BACKGROUND: Clinical, functional, and cost-effectiveness outcomes from early intervention services (EIS) for psychosis are significantly associated with the duration of untreated psychosis (DUP) for the patients they serve. However, most EIS patients continue to report long DUP, while a reduction of DUP may improve outcomes. An understanding of different components of DUP and the factors associated with them may assist in targeting interventions toward specific sources of DUP. OBJECTIVES: To examine the components of DUP and their respective determinants in order to inform strategies for reducing delay in treatment in the context of an EIS. METHODS: Help-seeking (DUP-H), Referral (DUP-R), and Administrative (DUP-A) components of DUP, pathways to care, and patient characteristics were assessed in first episode psychosis (N = 532) patients entering an EIS that focuses on systemic interventions to promote rapid access. Determinants of each component were identified in the present sample using multivariate analyses. RESULTS: DUP-H (mean 25.64 ± 59.00) was longer than DUP-R (mean = 14.95 ± 45.67) and DUP-A (mean 1.48 ± 2.55). Multivariate analyses showed that DUP-H is modestly influenced by patient characteristics (diagnosis and premorbid adjustment; R2 = 0.12) and DUP-R by a combination of personal characteristics (age of onset and education) and systemic factors (first health services contact and final source of referral; R2 = 0.21). Comorbid substance abuse and referral from hospital emergency services have a modest influence on DUP-A (R2 = 0.08). Patients with health care contact prior to onset of psychosis had a shorter DUP-H and DUP-R than those whose first contact was after psychosis onset (F(1, 498) = 4.85, P < 0.03 and F(1, 492) = 3.34, P < 0.07). CONCLUSIONS: Although much of the variance in DUP is unexplained, especially for help-seeking component, the systemic portion of DUP may be partially determined by relatively malleable factors. Interventions directed at altering pathways to care and promote rapid access may be important targets for reducing DUP. Simplifying administrative procedures may further assist in reducing DUP.
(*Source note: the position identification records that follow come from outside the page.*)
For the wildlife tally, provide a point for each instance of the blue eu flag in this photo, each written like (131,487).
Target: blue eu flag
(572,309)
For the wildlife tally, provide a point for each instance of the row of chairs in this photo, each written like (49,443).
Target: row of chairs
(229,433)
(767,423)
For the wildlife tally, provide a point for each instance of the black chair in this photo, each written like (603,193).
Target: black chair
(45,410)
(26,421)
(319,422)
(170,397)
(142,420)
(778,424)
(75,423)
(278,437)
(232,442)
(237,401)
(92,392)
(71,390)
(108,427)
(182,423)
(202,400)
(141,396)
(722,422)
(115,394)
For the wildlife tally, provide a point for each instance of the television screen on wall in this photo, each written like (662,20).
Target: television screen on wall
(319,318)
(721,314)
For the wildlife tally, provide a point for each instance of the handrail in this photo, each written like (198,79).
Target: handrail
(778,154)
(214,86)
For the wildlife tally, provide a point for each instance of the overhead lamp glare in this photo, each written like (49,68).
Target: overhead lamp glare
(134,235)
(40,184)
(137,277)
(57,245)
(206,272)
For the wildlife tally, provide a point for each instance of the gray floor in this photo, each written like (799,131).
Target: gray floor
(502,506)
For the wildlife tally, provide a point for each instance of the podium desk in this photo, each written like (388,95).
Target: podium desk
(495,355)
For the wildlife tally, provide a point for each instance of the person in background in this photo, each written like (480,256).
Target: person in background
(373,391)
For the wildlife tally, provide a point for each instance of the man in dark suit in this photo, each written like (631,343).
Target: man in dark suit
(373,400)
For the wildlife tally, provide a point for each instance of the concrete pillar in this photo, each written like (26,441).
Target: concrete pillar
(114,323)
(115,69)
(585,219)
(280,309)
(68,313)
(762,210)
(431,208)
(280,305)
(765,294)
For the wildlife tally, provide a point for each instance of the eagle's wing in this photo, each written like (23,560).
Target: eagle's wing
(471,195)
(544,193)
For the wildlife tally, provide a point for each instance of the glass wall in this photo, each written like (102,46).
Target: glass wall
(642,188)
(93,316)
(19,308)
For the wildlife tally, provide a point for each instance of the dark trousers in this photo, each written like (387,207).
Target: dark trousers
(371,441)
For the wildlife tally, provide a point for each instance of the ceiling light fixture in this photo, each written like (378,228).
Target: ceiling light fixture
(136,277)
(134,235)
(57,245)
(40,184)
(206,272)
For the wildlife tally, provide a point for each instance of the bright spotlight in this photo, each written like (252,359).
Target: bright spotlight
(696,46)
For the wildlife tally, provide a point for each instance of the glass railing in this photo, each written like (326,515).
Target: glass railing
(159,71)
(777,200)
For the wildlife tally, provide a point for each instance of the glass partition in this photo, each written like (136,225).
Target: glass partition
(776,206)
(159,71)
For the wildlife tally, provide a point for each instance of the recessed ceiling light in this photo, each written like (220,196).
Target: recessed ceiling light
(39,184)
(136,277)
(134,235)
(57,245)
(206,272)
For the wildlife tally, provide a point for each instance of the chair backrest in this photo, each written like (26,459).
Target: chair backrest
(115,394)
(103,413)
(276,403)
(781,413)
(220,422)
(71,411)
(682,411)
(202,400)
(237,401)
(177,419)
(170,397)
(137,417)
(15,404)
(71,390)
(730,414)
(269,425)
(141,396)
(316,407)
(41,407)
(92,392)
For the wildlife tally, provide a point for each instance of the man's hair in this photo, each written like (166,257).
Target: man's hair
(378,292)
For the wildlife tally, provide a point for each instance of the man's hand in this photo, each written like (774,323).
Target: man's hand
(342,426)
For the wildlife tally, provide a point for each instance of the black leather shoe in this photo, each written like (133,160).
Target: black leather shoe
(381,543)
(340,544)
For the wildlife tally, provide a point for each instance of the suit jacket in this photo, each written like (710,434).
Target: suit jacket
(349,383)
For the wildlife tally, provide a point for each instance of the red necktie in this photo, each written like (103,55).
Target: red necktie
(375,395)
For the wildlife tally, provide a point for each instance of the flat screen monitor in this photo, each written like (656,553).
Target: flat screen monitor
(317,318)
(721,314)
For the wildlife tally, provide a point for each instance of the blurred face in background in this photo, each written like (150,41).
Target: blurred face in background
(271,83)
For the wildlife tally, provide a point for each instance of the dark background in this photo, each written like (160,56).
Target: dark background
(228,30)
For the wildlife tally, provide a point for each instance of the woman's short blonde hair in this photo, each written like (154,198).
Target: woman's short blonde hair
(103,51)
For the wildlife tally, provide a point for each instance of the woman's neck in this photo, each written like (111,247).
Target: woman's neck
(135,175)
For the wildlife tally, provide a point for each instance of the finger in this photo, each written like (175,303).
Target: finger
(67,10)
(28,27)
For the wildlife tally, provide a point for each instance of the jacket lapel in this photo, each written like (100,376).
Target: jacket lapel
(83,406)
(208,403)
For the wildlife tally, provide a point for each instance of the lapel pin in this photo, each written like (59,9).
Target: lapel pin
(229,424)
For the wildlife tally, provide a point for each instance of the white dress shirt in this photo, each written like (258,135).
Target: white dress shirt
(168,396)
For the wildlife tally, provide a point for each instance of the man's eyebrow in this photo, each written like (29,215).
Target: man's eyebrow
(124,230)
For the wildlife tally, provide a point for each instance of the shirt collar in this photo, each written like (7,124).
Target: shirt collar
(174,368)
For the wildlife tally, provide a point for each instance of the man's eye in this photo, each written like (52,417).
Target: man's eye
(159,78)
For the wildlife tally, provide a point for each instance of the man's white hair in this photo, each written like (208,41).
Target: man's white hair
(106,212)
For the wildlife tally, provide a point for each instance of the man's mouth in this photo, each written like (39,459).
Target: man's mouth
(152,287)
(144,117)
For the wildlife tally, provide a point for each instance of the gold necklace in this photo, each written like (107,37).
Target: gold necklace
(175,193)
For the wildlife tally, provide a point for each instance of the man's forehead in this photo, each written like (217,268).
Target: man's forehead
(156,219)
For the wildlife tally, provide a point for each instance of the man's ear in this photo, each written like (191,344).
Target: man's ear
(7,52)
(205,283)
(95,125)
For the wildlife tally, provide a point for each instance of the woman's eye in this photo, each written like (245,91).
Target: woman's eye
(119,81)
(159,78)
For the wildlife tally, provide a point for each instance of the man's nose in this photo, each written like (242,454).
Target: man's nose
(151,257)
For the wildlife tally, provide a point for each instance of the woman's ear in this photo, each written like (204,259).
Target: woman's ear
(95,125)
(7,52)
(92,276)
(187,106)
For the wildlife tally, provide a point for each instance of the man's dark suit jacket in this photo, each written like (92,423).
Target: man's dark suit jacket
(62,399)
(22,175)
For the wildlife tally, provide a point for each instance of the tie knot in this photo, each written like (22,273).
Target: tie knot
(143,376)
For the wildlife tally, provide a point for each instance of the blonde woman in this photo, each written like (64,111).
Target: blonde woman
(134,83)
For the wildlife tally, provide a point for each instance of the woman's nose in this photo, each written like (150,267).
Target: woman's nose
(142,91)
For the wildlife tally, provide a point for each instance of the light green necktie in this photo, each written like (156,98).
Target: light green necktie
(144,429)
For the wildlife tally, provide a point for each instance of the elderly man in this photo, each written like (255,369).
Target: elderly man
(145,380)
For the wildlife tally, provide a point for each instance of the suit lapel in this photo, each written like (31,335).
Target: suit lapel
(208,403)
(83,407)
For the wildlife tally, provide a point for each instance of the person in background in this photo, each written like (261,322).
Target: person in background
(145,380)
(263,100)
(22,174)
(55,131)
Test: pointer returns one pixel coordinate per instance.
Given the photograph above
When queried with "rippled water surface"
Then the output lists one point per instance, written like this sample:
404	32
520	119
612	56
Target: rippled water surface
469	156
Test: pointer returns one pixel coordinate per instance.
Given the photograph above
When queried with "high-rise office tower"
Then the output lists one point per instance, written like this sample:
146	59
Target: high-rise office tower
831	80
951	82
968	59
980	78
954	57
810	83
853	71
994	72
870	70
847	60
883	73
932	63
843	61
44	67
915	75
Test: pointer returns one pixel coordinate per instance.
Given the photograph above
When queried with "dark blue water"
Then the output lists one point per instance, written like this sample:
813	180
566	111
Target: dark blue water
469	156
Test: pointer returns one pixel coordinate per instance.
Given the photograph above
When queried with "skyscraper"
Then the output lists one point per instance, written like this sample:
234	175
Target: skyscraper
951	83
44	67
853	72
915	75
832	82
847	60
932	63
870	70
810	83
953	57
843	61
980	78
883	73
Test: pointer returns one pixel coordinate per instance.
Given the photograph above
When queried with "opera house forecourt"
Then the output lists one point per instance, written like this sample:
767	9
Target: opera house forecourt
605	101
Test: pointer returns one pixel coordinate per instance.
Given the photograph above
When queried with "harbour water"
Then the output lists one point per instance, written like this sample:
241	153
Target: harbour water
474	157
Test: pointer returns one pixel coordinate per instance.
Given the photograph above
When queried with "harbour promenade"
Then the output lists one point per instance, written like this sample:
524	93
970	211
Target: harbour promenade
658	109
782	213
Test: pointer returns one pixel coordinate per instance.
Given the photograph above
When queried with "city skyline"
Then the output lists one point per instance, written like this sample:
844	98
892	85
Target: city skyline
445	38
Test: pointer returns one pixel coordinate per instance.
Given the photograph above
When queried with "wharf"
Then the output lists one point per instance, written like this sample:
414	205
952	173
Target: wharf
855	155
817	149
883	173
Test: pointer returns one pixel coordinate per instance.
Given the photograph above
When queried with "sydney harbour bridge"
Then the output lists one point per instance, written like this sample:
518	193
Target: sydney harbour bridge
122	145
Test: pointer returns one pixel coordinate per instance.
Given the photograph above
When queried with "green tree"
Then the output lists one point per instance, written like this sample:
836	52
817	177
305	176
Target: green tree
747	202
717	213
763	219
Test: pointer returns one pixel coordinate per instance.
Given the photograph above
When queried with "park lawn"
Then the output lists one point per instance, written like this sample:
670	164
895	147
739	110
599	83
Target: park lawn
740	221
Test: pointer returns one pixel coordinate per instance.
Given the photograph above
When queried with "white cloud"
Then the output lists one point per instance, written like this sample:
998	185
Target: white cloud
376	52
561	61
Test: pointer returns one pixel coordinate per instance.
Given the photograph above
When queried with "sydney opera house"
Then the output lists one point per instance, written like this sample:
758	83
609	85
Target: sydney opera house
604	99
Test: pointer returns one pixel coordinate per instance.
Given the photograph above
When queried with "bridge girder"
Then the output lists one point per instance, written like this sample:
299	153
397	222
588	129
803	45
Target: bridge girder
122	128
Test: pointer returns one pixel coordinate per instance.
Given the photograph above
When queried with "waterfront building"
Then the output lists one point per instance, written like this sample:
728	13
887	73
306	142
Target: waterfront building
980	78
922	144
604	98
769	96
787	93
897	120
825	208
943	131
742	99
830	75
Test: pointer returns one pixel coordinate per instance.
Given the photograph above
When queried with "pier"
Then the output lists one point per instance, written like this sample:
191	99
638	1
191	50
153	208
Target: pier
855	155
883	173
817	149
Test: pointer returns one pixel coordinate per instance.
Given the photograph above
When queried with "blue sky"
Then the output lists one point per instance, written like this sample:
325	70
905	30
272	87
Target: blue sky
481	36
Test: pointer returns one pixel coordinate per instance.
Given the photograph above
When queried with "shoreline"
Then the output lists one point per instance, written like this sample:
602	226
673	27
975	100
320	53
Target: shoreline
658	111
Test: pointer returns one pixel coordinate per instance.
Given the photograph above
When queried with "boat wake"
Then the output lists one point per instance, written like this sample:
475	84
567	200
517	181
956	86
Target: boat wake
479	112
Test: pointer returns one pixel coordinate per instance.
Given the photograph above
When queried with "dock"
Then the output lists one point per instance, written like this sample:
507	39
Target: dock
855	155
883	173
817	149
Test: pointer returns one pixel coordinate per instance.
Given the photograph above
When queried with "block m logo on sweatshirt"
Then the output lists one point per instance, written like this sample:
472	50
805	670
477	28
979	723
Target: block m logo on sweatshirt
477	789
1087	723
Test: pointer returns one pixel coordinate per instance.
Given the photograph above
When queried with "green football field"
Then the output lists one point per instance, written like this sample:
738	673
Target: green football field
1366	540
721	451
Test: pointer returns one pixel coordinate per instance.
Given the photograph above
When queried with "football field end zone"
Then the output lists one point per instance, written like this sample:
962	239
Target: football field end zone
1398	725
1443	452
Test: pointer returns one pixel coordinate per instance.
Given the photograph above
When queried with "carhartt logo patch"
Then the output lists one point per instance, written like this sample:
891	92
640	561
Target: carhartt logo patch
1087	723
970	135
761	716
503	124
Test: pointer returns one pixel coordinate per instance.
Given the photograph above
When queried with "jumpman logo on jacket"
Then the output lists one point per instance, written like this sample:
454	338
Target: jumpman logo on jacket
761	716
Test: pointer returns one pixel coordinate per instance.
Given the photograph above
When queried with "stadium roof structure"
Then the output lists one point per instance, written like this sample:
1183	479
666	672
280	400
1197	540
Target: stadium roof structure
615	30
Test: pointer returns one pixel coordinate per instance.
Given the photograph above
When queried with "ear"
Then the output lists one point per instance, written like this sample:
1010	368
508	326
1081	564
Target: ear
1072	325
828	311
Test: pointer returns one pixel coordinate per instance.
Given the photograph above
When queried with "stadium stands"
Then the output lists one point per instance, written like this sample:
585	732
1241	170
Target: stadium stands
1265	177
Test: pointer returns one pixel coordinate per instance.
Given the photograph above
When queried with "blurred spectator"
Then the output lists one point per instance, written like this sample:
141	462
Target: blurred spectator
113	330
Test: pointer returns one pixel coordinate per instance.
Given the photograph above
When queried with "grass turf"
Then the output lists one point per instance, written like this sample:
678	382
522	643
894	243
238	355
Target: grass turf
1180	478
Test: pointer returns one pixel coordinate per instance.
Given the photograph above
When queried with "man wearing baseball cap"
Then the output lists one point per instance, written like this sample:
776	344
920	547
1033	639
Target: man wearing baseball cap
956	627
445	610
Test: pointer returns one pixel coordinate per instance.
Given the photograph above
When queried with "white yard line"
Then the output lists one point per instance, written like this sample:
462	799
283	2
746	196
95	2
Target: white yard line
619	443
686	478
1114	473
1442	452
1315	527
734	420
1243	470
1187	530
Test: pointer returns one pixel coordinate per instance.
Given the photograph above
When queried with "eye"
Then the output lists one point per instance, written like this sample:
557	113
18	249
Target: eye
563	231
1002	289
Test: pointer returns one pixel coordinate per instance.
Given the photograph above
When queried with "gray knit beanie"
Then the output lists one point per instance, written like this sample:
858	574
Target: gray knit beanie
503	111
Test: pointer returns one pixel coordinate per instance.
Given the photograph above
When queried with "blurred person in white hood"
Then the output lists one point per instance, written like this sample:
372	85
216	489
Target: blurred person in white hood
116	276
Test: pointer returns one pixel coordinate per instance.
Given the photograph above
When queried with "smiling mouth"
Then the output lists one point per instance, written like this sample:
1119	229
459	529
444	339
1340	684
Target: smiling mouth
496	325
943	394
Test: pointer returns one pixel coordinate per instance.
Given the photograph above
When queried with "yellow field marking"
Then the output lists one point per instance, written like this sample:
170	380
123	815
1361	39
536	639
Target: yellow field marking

Suicidality Over the First 5 Years of Psychosis: Does Extending Early Intervention Have Benefits?

OBJECTIVE: We aimed to investigate whether individuals with first-episode psychosis (FEP) receiving extended early intervention (EI) were less likely to experience suicidal ideation and behaviors than those transferred to regular care after 2 years of EI. Another objective was to examine the 5-year course of suicidality in FEP. METHODS: We conducted a secondary analysis of a randomized controlled trial where 220 patients were randomized after 2 years of EI to receive extended EI or regular care for the subsequent 3 years. Suicidality was rated using the Brief Psychiatric Rating Scale. Linear mixed model analysis was used to study time and group effects on suicidality. RESULTS: Extended EI and regular care groups did not differ on suicidality. There was a small decrease in suicidality over time, F(7, 1038) = 1.84, P = 0.077, with an immediate sharp decline within a month of treatment, followed by stability over the remaining 5 years. Patients who endorsed suicidality at entry (46.6%) had higher baseline positive, negative, and depressive symptoms. The 5-year course fell in 3 groups: never endorsed suicidality (33.9%), endorsed suicidality at low-risk levels (43.1%), and endorsed high-risk levels (23.0%). The high-risk group had a higher proportion of affective versus nonaffective psychosis diagnosis; higher baseline positive and depressive symptoms; higher 5-year mean depression scores, and fewer weeks of positive symptom remission over the 5-year course. CONCLUSIONS: The first month of treatment is a critical period for suicide risk in FEP. Although early reductions in suicidality are often maintained, our findings make the case for sustained monitoring for suicide risk management.